Judges tarnish the “fair” aspect with personal bias. Look at the national gymnastics competition just a few weeks ago. Tasha Smith is better than most of the gymnasts who made it to finals on the floor routine, but her chance to show the world was taken away because of a judge. I’ve never seen an Olympics in which someone wasn’t complaining about a judge with bias who prevented victory.
So what is sport?
Sport is an athletic competition that involves reacting to the opposition on a balanced playing field where a player/team is crowned champion. Sport is about finding and exposing weaknesses in an attempt to gain an edge. Sport is about championship as determined by the players, not a judge or scorer. Oh, and you need officials/referees to enforce the rules, too.
The proof is in the pudding people.
When was the last time you saw “players” in figure skating try to outdo each other on the fly? I just can’t see Brian Boitano saying, “Oh, the French just did a double lutz. Screw them – I’m going to do a triple lutz!” It would never happen. The routines are pre-scripted. They have performed the same routine over and over and over again. Even the announcers know what is coming.

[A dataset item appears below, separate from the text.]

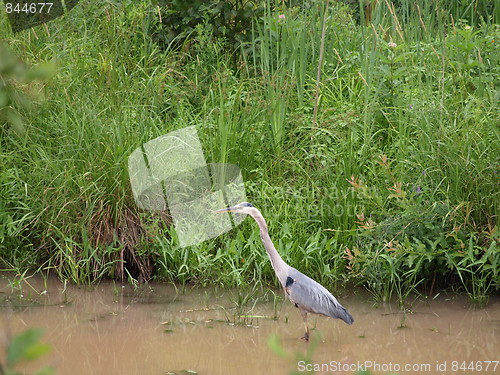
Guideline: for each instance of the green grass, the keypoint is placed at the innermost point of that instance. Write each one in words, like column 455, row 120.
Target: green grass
column 394, row 187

That’s not competing. That’s just practicing with judges. If I wanted to watch a pre-scripted routine played out between two people, I’d watch reality television. Sport is football, basketball, track and field, cross-country and cycle-cross, even cricket because they all involve the players determining the champion, a reaction to the opposition and exposing the opposition’s weaknesses.
No, but really. What is sport? I’m listening. I swear.